Archie Ervin, UNC’s associate provost and chief diversity officer, will be leaving to accept a newly created position at the Georgia Institute of Technology.
“It’s like anything else with opportunities that appeal to you that give you a chance to build on things you’ve done and do them differently or perhaps even better,” said Ervin, who will be the inaugural vice president for Institute Diversity.
Ervin, who has served in the post since 2005, will take his new position Jan.1 to lead Georgia Tech’s strategic plan for diversity and sit on the president’s cabinet.
Executive Vice Chancellor and Provost Bruce Carney said he has already asked someone at UNC to serve as an interim officer next semester in Ervin’s absence, and that he will hear a response from that person by Monday.
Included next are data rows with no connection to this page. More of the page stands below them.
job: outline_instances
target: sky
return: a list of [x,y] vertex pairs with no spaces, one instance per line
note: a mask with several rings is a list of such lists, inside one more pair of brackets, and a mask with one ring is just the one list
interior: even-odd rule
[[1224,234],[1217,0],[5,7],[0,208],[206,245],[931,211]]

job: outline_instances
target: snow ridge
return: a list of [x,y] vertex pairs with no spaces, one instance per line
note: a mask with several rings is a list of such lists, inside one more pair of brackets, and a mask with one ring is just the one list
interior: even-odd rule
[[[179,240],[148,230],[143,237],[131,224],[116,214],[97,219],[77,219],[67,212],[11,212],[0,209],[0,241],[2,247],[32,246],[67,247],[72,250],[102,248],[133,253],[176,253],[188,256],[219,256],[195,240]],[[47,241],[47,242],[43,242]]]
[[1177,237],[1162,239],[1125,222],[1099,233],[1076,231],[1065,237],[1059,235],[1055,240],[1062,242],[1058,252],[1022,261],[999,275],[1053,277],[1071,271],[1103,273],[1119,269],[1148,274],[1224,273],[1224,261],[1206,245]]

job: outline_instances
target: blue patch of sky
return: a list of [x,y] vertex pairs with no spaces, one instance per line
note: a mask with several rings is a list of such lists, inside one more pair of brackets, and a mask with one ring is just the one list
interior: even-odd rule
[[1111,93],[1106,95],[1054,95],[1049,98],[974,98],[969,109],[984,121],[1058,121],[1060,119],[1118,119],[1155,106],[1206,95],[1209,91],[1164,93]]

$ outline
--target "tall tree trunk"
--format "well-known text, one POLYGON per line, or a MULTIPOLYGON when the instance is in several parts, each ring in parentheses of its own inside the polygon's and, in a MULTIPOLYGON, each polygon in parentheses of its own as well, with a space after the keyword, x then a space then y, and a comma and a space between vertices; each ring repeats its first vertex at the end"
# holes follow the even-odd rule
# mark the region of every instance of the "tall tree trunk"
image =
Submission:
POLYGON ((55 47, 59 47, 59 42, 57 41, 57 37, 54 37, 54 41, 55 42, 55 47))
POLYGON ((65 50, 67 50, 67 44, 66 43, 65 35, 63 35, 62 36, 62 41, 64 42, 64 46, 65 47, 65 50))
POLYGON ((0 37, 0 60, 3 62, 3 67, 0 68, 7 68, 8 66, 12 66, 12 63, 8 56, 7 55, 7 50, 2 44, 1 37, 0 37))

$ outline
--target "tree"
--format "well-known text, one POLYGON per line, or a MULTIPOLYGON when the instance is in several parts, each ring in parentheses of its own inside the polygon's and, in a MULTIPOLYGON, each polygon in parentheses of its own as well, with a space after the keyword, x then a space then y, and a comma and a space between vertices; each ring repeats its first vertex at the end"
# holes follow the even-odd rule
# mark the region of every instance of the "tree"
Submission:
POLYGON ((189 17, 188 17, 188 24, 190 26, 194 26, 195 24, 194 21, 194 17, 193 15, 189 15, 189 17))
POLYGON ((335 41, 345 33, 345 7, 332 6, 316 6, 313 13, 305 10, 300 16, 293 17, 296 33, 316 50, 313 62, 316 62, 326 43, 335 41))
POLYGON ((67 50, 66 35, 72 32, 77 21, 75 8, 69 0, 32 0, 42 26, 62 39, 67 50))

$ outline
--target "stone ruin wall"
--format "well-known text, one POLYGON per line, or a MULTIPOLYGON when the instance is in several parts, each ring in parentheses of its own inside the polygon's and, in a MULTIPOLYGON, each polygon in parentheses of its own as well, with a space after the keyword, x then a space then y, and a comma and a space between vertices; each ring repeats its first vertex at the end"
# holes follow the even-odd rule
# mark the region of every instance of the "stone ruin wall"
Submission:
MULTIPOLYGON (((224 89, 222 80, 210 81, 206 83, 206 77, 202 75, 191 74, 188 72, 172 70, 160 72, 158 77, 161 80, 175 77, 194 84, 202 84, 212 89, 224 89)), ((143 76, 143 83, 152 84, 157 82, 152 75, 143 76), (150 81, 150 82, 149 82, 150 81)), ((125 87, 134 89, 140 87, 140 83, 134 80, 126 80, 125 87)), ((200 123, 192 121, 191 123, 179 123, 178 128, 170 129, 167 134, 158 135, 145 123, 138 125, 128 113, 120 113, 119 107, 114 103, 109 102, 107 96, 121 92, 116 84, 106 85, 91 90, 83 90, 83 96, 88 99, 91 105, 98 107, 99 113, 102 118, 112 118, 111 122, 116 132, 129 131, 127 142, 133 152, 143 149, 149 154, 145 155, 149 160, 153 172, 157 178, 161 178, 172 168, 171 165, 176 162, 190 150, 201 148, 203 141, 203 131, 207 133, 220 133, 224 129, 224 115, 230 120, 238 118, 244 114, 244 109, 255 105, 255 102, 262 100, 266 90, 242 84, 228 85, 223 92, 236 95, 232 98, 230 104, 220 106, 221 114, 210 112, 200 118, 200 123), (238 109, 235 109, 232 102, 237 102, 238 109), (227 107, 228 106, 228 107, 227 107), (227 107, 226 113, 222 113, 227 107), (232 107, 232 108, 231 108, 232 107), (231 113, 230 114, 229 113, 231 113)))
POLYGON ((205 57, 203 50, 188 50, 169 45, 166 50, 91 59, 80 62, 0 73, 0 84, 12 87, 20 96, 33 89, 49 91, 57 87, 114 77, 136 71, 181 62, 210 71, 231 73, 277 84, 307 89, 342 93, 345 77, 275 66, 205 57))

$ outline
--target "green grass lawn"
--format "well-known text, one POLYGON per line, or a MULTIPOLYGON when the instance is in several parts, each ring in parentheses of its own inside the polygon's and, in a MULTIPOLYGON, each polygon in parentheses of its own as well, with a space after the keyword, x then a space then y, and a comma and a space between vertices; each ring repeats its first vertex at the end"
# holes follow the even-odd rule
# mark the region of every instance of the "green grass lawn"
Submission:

“Diversity is much too important an issue to me and the campus than to let it lag,” said Carney, who declined to name the official he asked.
He said UNC plans to begin a national search for someone to replace Ervin, but he wouldn’t comment on the possibility of an internal hire.
Carney said he hopes to have a new hire by the end of the spring semester.
Ervin said the University administration has created a framework for better understanding diversity at all levels of the University.
Ervin is the third upper-level minority administrator to leave UNC in the past two years. Both former Executive Vice Chancellor and Provost Bernadette Gray-Little, who left in 2009 to be chancellor of the University of Kansas, and Melissa Exum, who was UNC’s associate vice chancellor for student affairs before becoming Purdue University’s vice president for student affairs this year, were black.